Androulakis aims to boost PASOK’s poll numbers – His strategy against Mitsotakis
The PASOK president believes that the prime minister not only knew about the OPEKEPE cases initially and secondarily about the wiretapping, but was also the main inspiration and architect of these major scandals, as he characterizes them. He will obviously add other smaller cases to damage Mitsotakis’ image, such as that of the new Deputy Minister of Agricultural Development, Makarios Lazaridis, a case that appears like a small dot on a huge screen that PASOK is trying to magnify as much as possible to make it appear as a significant problem. The leader of the main opposition realizes this might be his last chance to deliver a good speech in Parliament, where he will have a direct confrontation with the prime minister, in order to boost his own poll numbers while simultaneously raising PASOK’s polling “needle.”
The successive meetings at Charilaou Trikoupi headquarters in recent days had the central goal of strengthening Nikos Androulakis’ opposition arsenal, who will attempt to highlight his differences with Kyriakos Mitsotakis and explain why he considers him the main responsible party for the country’s institutional decline. Moreover, following the decision of the Single-Member Misdemeanor Court, he has already announced his intention to bring a new investigative committee to Parliament on the wiretapping issue, something he may bring to public discussion today during the pre-agenda period. At the same time, he will seek to deconstruct the prime minister’s reformist profile, who has invested heavily in his government’s efforts to tackle the “deep state,” chronic pathologies, and clientelist relationships. The PASOK president will demonstrate that the prime minister was elected with promises of reforms, transparency, and meritocracy, but failed. To achieve this, Androulakis will argue that Mitsotakis remained merely in the reformist narrative, without solutions to everyday problems and without a trace of self-criticism regarding corruption, clientelism, and institutional devaluation.

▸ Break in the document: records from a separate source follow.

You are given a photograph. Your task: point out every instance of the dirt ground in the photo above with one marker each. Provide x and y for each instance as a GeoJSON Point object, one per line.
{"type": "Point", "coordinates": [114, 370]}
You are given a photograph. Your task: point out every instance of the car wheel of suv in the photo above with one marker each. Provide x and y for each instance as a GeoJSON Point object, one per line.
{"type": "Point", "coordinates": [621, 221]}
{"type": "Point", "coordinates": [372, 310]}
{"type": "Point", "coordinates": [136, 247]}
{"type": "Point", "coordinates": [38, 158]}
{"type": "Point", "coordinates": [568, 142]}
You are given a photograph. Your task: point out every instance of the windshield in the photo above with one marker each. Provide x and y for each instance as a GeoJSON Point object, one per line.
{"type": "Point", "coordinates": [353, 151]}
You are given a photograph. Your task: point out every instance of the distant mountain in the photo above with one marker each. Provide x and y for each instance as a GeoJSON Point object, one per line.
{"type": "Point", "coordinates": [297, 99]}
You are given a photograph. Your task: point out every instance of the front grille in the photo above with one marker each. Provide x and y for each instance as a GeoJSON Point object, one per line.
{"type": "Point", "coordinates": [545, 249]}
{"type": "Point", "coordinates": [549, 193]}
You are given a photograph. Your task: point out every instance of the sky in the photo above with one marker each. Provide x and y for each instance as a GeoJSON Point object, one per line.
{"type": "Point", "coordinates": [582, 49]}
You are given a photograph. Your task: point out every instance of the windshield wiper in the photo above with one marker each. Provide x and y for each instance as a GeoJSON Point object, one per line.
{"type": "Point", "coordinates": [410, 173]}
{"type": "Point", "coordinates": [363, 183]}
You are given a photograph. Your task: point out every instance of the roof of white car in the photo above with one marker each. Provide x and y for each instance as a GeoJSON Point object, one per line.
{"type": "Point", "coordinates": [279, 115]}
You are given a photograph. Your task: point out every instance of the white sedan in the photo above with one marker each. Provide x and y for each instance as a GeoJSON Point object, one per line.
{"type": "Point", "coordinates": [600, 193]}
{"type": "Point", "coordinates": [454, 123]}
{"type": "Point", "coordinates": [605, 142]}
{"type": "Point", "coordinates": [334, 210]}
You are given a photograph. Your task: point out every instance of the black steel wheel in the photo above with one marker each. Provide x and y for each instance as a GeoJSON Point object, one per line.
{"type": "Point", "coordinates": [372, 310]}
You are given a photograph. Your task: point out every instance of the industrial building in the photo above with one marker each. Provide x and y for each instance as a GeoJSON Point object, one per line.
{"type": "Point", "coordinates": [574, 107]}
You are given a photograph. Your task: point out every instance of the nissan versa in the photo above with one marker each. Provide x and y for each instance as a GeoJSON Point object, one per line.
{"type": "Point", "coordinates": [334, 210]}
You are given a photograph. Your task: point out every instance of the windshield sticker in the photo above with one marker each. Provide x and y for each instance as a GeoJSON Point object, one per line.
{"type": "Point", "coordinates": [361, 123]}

He will obviously want to cut short the possibility of a third governmental term for Kyriakos Mitsotakis, saying it would “be equivalent to continuing inequalities, weakening institutions, scandals, lack of merit, and opacity,” in order to broadcast some political slogans such as: “The Greek people deserve better and will make political change a reality.” Additionally, he will attempt to disprove the prime minister, whom he accuses of lacking governability in other parties, by unfolding his strategy for governing the country. He will essentially describe some important points from the Movement’s program, seeking to convince that “PASOK has returned to give hope and prospects to citizens.” Nikos Androulakis proposed through Nikitas Kaklamanis to postpone the discussion due to Giorgos Mylonakis’ health condition. Kyriakos Mitsotakis thanked the PASOK president, politely declined, and responded that the discussion will proceed normally.